Well, these things are not fun for the audience. They are not compelling, it is not dramatic, there is no pulse to it. It is just us being nervous. It was a very challenging thing. I know I succeeded in some parts through the use of intercutting. Again, using the whole pallet of the cinema, what can a movie do to communicate? It can cut from this picture to that picture and there is a lot of power in the juxtaposition of images.
That is different than what most Christians think. How do most Christians try to get their point across when they write a movie? Dialogue, which is the least effective. Conversations are the worst thing to do in a saint movie. It is the paradoxical choices that the character makes and then it is the intercutting, the juxtaposition of images that suggest “We’re looking at this, but it means that.” And it’s very, very hard.
Because I am kind of out there, if this movie gets made–it looks like it will–I am going to get nailed to the wall by some Christians because it is not going to be perfect. I have it coming. I've been hard on everybody else! Something else to look forward to!
I am hoping it is a step in the right direction. I know enough about movie writing to know that I am not one of those artistic geniuses we are all waiting for. I am good. Someone is going to be better.
But I can tell you, this movie is nothing like Therese or Left Behind. It is trying to do something else.
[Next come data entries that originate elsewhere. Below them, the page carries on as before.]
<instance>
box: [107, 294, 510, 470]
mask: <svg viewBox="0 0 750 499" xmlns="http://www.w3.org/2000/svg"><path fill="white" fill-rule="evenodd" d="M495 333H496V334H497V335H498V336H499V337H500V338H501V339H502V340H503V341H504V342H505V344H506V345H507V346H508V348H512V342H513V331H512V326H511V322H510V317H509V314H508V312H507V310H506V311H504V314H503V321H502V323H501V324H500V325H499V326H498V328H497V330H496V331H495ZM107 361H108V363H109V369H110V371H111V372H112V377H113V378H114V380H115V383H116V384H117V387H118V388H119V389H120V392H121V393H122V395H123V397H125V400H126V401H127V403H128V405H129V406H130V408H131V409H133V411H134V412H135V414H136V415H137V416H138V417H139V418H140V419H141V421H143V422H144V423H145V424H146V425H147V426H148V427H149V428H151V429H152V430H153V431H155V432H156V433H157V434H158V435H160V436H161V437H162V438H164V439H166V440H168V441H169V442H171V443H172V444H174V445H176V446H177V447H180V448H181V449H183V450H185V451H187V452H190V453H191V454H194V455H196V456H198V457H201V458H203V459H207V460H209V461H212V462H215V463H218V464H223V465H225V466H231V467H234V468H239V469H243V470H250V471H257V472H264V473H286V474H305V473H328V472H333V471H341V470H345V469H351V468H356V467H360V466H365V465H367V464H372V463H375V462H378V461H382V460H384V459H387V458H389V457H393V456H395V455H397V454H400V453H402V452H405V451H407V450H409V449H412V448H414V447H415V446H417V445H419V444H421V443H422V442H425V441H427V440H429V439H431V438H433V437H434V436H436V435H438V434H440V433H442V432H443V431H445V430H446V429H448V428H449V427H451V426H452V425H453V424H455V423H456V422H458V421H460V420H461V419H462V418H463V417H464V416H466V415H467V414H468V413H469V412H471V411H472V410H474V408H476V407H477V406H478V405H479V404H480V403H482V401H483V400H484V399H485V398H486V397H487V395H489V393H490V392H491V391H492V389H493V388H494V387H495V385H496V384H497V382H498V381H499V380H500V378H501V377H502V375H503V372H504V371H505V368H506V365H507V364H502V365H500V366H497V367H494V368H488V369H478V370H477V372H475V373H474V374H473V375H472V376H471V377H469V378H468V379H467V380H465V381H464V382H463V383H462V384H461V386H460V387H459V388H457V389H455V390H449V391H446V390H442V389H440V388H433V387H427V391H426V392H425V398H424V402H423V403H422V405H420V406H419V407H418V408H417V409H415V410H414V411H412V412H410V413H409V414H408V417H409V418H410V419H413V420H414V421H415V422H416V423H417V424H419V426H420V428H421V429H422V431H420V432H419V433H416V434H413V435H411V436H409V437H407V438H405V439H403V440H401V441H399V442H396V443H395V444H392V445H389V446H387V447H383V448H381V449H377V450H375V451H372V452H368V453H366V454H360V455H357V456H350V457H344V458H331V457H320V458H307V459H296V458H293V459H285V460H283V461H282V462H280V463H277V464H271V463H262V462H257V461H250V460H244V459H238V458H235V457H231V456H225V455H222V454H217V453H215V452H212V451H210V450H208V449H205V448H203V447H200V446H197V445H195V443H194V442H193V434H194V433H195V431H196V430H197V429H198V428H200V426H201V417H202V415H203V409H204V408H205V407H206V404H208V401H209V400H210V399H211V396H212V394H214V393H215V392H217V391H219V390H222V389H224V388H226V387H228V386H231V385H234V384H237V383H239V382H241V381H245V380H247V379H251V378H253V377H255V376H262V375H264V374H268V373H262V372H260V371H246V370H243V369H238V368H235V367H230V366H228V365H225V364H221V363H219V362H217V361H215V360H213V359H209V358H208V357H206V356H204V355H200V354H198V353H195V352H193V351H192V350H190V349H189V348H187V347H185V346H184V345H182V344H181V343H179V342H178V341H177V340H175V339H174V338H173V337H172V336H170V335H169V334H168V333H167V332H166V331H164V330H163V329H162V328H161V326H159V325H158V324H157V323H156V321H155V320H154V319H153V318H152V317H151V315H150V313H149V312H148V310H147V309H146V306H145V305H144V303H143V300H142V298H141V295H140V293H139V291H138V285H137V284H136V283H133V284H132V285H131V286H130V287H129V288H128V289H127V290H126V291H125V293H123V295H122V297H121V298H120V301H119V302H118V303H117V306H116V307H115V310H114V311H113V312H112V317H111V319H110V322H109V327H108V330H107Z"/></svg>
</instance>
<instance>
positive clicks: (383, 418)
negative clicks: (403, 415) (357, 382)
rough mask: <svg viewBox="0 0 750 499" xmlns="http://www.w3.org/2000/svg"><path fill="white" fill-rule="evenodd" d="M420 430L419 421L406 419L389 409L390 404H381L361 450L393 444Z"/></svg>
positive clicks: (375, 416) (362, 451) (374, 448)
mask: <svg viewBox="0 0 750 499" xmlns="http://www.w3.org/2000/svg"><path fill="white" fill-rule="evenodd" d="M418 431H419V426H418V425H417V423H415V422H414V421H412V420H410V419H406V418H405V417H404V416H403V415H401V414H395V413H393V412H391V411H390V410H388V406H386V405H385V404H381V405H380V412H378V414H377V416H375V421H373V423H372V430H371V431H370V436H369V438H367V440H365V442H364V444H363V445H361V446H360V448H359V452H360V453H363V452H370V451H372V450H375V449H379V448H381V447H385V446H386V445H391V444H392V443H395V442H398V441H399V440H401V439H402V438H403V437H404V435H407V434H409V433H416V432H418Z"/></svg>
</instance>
It is trying to be a movie, not a radio show.
Q: What’s it called?
BRN: The Work is its working title.
Q: Aren’t you collaborating on something?
BRN:I’m collaborating with Benedict Fitzgerald, who is sort of Flannery O’Conner’s Godchild.
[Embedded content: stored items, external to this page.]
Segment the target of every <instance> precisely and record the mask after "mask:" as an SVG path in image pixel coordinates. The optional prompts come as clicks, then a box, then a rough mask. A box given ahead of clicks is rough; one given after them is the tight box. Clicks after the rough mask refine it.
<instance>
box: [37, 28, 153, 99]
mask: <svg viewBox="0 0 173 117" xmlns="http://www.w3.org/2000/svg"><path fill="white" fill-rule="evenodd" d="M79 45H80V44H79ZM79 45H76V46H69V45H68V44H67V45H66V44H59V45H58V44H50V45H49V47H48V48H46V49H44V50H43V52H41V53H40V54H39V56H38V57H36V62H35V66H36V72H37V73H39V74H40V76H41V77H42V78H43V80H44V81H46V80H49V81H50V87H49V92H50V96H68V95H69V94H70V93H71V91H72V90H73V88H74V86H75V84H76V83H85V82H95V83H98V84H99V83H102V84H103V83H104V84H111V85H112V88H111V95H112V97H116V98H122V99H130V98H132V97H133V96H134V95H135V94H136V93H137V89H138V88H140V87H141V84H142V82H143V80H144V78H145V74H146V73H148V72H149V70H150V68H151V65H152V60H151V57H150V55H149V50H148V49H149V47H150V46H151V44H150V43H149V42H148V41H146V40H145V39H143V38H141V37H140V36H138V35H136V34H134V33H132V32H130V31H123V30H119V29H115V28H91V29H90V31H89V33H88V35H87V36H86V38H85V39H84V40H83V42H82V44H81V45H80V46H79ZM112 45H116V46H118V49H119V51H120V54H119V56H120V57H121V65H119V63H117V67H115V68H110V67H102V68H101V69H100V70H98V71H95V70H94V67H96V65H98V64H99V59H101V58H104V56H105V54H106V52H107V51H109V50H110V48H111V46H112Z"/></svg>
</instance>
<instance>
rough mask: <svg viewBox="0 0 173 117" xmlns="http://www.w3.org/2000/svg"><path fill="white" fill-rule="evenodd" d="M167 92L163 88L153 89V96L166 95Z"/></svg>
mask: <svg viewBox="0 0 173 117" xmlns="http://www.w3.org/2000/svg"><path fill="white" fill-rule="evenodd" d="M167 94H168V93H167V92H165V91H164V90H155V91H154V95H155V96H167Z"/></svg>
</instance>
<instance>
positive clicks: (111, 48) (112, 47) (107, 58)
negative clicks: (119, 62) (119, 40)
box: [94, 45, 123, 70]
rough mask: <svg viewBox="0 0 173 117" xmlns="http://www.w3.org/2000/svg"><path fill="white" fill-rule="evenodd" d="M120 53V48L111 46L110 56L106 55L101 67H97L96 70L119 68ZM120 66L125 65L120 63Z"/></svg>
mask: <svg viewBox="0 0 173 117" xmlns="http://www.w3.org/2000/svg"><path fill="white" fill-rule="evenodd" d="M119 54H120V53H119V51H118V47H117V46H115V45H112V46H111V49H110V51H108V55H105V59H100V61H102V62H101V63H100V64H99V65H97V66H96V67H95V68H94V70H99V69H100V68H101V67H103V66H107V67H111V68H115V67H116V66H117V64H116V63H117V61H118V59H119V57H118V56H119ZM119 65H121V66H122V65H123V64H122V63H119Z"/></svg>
Q: Do you want to talk about any of that stuff in the pipeline?
BRN: It is so tricky to talk about stuff because you don’t want to spook things. There are two things I am negotiating to write now. I’ll tell you what I would love to write. I would love to write A Severe Mercy. I would love to do With God in Russia. I would love to do One Day in the Life of Ivan Denisovich. I really feel like we haven’t seen them. The Gulag was 70 years of persecution of the Church and of faith, and there are amazing stories there, stories that we do not even know yet from the gulag years, and I want to tell some of those stories. I love With God in Russia because it has the American angle that we need. But somebody has to pay me to write those.
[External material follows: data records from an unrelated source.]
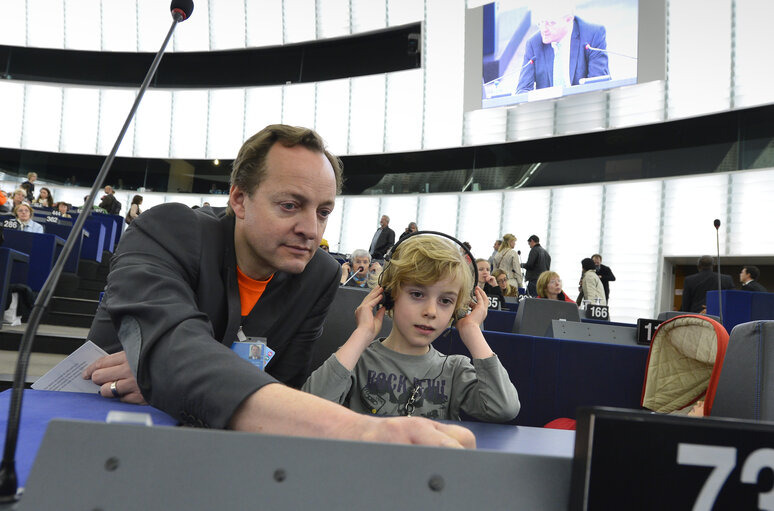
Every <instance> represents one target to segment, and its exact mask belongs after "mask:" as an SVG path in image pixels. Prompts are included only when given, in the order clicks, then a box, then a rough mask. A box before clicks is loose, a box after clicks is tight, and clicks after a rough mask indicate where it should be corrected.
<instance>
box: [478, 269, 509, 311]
mask: <svg viewBox="0 0 774 511" xmlns="http://www.w3.org/2000/svg"><path fill="white" fill-rule="evenodd" d="M476 269H477V270H478V287H480V288H481V289H483V290H484V293H485V294H486V297H487V298H488V299H489V308H490V309H495V310H500V309H501V308H502V306H503V302H504V301H505V300H504V299H503V292H502V291H501V290H500V287H499V286H498V285H497V279H496V278H495V277H494V275H492V274H491V273H489V261H487V260H486V259H476Z"/></svg>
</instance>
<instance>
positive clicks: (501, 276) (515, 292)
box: [492, 270, 519, 298]
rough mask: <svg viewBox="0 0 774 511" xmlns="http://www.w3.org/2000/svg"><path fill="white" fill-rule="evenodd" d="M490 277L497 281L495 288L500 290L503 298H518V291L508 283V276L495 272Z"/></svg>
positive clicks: (518, 293) (499, 270)
mask: <svg viewBox="0 0 774 511" xmlns="http://www.w3.org/2000/svg"><path fill="white" fill-rule="evenodd" d="M492 275H494V277H495V279H496V280H497V286H498V287H499V288H500V292H502V294H503V296H511V297H513V298H518V297H519V290H518V289H516V288H515V287H513V286H512V285H510V284H509V283H508V275H506V274H505V272H504V271H502V270H496V271H495V272H494V273H493V274H492Z"/></svg>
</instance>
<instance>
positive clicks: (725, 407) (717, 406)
mask: <svg viewBox="0 0 774 511" xmlns="http://www.w3.org/2000/svg"><path fill="white" fill-rule="evenodd" d="M772 381H774V321H751V322H748V323H742V324H740V325H737V326H735V327H734V329H733V330H731V337H730V339H729V341H728V348H727V350H726V358H725V361H724V362H723V369H722V371H721V372H720V377H719V379H718V385H717V391H716V393H715V401H714V405H713V406H712V410H711V412H712V413H711V415H712V416H713V417H732V418H736V419H748V420H763V421H774V391H773V390H772V386H771V384H770V382H772Z"/></svg>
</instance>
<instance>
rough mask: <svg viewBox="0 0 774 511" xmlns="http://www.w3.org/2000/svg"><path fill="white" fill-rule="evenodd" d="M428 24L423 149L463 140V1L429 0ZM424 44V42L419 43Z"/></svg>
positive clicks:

I am writing a book now. It started as spirituality for writers. I am not a theologian, so it is basically just a practitioner talking about the church and the artist. How did we get where we are? I can’t do much on that because I am not an art historian, but I can say what the attitudes in the Church are towards the arts, how we need to get past them to grow, what the artists need from the Church and what the Church needs from the arts. The second half of the book is specific spiritual challenges that come with the artists’ territory that the Church needs to help them turn–as Fr. Benedict Groeschel would say–from stumbling blocks into stepping stones. Isolation, creativity, insufficiency, rejection, collaboration, success, instability are all particular realities that come from the artists’ experience doing art.